I lost my period due to anorexia around 16 and I was also but on contraceptives.

I have sinced gained ( thanks to being in love lol) and have tried not being on the pill and I did get a genuine real period.

Stay positive and hope for the best, even women who don’t have disordered eating and have normal non pill periods sometimes don’t get pregnant. You really can’t tell!

Just enjoy yourself!

Post # 10
Member
3564 posts
Sugar bee
  • Wedding: August 2010

I went through a similar experience…I stopped having my period due to my ED for about two to three years. I was also put on progesterone (I think?) during that time, which did induce a period. I started to gain weight about two years ago, and I did have periods on my own for several months. I then went on the pill for contraceptive reaons, so I’ve been getting my period regularly. The most important thing is that you’re taking care of yourself and not restricting fats in the way that you used to. One thing that I keep telling myself is that I DO want to be healthy so that I can have children…it motivates me to maintain a healthier weight. I really think that you will be fine and shouldn’t have any more trouble than a woman who has not experiences these issues. Of course, I’m not a doctor, so you should speak to your doc about it for more information. I would also recommend reading Gaining: Life after eating disorders. One of the things that struck me was that many of the women in the book, who had been at lower weights for longer periods of time than I was, were able to have and carry children. It definitely gave me some hope!

Does your Fiance know about your history with anorexia? If not, I really encourage you to share with him. My Darling Husband is my biggest supporter in staying healthy, and I’m sure your Fiance only wants the best for you as well. 

Post # 11
Member
410 posts
Helper bee
  • Wedding: November 2010

A family member of mine had severe anorexia throughout her high school and college years. At her lowest, she was probably around 80 pounds (5’4″ tall). Once she graduated college and recovered from anorexia, she had 3 children over the next 7 years. Everyone’s health is different but the human body is beautifully designed and can do amazing things. I hope you’re able to consult with healthcare professionals that are able to assist you with this and meet your needs. Good luck, Hun!

Post # 12
Member
247 posts
Helper bee
  • Wedding: June 2013

I have to second the suggestion to talk to a doctor about it. If you can, look for someone who has experience with anorexic/post-anorexic patients; I find doctors are a lot easier to talk to if I don’t have to explain every little detail of my life to them (from the perspective of being queer).

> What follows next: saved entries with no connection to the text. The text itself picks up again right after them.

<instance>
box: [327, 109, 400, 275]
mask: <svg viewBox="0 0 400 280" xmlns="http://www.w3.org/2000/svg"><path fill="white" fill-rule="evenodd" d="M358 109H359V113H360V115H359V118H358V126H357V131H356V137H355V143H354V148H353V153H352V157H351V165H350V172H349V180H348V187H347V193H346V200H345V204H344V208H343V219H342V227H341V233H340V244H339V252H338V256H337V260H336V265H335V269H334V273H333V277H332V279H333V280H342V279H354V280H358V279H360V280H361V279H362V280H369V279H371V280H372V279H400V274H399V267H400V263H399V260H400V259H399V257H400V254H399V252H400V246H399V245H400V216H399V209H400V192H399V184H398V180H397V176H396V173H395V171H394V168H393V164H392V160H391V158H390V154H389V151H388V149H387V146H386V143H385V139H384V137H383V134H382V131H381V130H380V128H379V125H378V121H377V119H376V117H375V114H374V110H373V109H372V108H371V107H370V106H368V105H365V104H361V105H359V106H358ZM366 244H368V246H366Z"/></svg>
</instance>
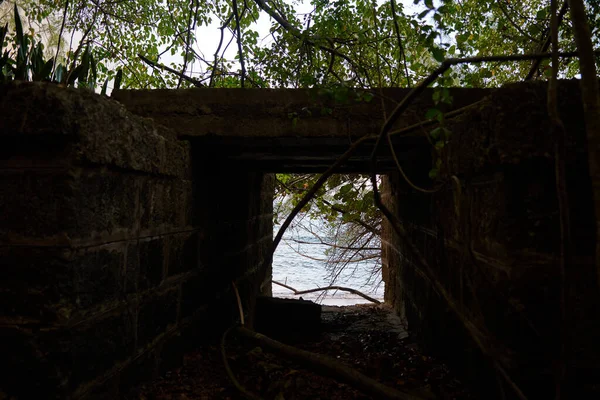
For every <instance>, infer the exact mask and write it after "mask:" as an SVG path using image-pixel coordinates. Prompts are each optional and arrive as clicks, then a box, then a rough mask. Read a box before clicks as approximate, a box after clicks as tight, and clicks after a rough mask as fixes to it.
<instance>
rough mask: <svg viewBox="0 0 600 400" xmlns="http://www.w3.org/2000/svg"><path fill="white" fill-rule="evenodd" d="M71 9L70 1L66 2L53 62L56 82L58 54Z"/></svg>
mask: <svg viewBox="0 0 600 400" xmlns="http://www.w3.org/2000/svg"><path fill="white" fill-rule="evenodd" d="M68 9H69V0H66V1H65V10H64V11H63V20H62V23H61V24H60V31H59V32H58V43H57V44H56V55H55V56H54V61H53V62H52V74H51V76H52V79H51V80H54V73H55V72H56V63H57V62H58V54H59V52H60V42H61V39H62V34H63V31H64V29H65V23H66V22H67V11H68Z"/></svg>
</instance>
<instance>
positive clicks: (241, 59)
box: [232, 0, 246, 87]
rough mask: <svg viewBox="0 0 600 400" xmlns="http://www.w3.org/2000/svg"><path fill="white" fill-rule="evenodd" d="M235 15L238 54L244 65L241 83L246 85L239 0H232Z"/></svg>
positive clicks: (240, 83)
mask: <svg viewBox="0 0 600 400" xmlns="http://www.w3.org/2000/svg"><path fill="white" fill-rule="evenodd" d="M232 6H233V15H234V16H235V30H236V37H237V43H238V54H239V55H240V66H241V67H242V76H241V78H240V85H241V86H242V87H244V79H245V77H246V66H245V65H244V51H243V49H242V33H241V31H240V15H239V13H238V9H237V0H232Z"/></svg>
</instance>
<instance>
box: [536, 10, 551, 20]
mask: <svg viewBox="0 0 600 400" xmlns="http://www.w3.org/2000/svg"><path fill="white" fill-rule="evenodd" d="M547 15H548V10H547V9H546V8H542V9H541V10H539V11H538V12H537V13H536V14H535V17H536V18H537V19H546V16H547Z"/></svg>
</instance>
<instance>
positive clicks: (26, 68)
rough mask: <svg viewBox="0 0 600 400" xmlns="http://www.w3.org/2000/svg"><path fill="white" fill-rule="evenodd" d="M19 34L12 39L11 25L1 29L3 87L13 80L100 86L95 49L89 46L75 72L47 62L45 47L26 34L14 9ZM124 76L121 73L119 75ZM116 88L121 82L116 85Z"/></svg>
mask: <svg viewBox="0 0 600 400" xmlns="http://www.w3.org/2000/svg"><path fill="white" fill-rule="evenodd" d="M14 26H15V33H14V34H13V35H9V29H8V24H6V25H5V26H4V27H1V28H0V54H2V57H1V58H0V83H2V82H8V81H11V80H22V81H48V82H55V83H60V84H64V85H67V86H75V83H77V87H80V88H88V89H91V90H94V89H95V86H96V82H97V77H98V75H97V64H96V60H95V59H94V54H93V52H92V49H91V47H90V46H89V45H88V46H87V47H86V48H85V50H84V51H83V53H82V54H81V58H80V59H79V60H74V61H73V62H72V64H71V69H67V67H65V66H64V65H63V64H58V65H56V69H55V70H54V71H53V69H54V67H55V59H54V57H51V58H49V59H45V58H44V45H43V44H42V43H41V42H36V38H35V37H34V35H32V34H26V33H25V32H24V30H23V23H22V21H21V16H20V14H19V9H18V8H17V6H16V5H15V6H14ZM119 72H120V71H119ZM107 84H108V80H107V81H105V83H104V85H103V89H102V94H106V87H107ZM115 86H118V85H117V82H115Z"/></svg>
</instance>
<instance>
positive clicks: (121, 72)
mask: <svg viewBox="0 0 600 400" xmlns="http://www.w3.org/2000/svg"><path fill="white" fill-rule="evenodd" d="M122 79H123V70H122V69H120V68H119V70H118V71H117V76H115V85H114V87H113V91H114V90H119V89H120V88H121V80H122Z"/></svg>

I know there are websites and forums where queer people trade tips about good doctors who listen and understand–there might be something similar for recovering anorexic people. Have you been evaluated for potential heart problems? It’s worth knowing about so you can take good care of your heart–you’ll need it when you’re pumping blood for two!

(But seriously, if you see a crappy doctor who isn’t listening to you and makes you feel bad, switch doctors. Immediately. You don’t have to put up with any crap from someone just because they’ve got a degree. There are other, better doctors. Always true, especially with respect to psych issues. And, for some reason, OB/GYN. OB seems to attract some real jerks, so don’t be afraid to keep looking until you find a doctor who’s right for you.)

Post # 13
Member
918 posts
Busy bee
  • Wedding: July 2011

You’ll have to talk to a doctor to know for sure but it is possible that you hurt your fertility long term with your ED. A friend of mine struggled with ana (to the point she would have to monitor her blood pressure because it would drop regularly and she would faint) and she was told by her doctor the odds of her conceiving after what she put her body through are slim to none. She isn’t TTC yet, but they monitor her hormone levels and although she has started getting her period again, hormonally she wouldn’t be able to get pregnant.

You really need to be honest with your SO and go see a doctor ASAP so you can be prepared, and so can he!